May 13th: called to book next available initial consultation
May 29th: initial consultation and AMH test
June 12th: AMH results ok for egg-sharing, booked next available for blood screening tests
June 13th: blood screening tests done
July 25th: blood results ok for egg-sharing, profile live

That's as far as I've gotten. They told me on July 25th that as soon as I am matched with someone they will call me up to book a treatment planning appointment. They also said that if I'm not matched within 3 months they will book me in for a treatment planning session anyway. I forgot to ask what they would do then, but other clinics seem to just proceed with IVF and freeze half the eggs if you're not matched in 3 months. I really need to ask CRGW what their stance is! I know that previously they have done it the other way around, called people in for a treatment planning session and THEN matched you, but not at the moment. 

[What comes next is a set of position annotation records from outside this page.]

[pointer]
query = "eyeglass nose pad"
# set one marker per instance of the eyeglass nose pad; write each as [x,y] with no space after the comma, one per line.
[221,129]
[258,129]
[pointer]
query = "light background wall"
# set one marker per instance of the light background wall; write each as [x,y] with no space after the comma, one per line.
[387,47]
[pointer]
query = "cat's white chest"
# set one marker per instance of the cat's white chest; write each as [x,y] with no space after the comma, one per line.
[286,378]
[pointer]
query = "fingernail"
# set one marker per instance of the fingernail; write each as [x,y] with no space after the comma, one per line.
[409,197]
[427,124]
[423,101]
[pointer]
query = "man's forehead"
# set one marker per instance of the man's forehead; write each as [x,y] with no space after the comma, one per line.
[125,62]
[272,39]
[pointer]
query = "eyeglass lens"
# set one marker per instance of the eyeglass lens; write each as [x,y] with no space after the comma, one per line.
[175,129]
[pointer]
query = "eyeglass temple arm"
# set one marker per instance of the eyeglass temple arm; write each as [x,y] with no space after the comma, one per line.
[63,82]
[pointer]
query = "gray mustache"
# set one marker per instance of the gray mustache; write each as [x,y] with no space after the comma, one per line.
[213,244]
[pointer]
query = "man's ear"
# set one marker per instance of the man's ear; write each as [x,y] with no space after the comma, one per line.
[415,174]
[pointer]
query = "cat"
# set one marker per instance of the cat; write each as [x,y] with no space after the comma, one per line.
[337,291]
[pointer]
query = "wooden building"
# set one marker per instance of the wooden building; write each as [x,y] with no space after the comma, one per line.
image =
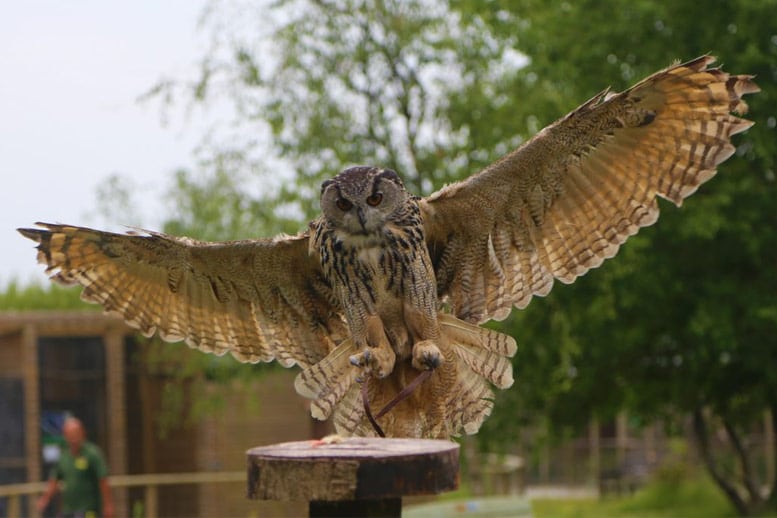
[89,365]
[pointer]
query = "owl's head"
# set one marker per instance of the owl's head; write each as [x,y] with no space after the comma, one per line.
[360,200]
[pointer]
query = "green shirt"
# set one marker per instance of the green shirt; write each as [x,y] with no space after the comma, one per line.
[81,478]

I've been waiting 5 weeks now for a match and nothing yet. Even if i was matched tomorrow I believe they would have to wait until my next period to start me on the pill or down regging, so EC would probably not be before October or November. 

I think realistically I can expect to cycle in Dec or January right now. 

Hope that helps!


----------



## scribbles (Jun 23, 2013)

Bethannora,

I'm 19 weeks pregnant from egg sharing at CRGW and there's no way we could have afforded IVF any other way.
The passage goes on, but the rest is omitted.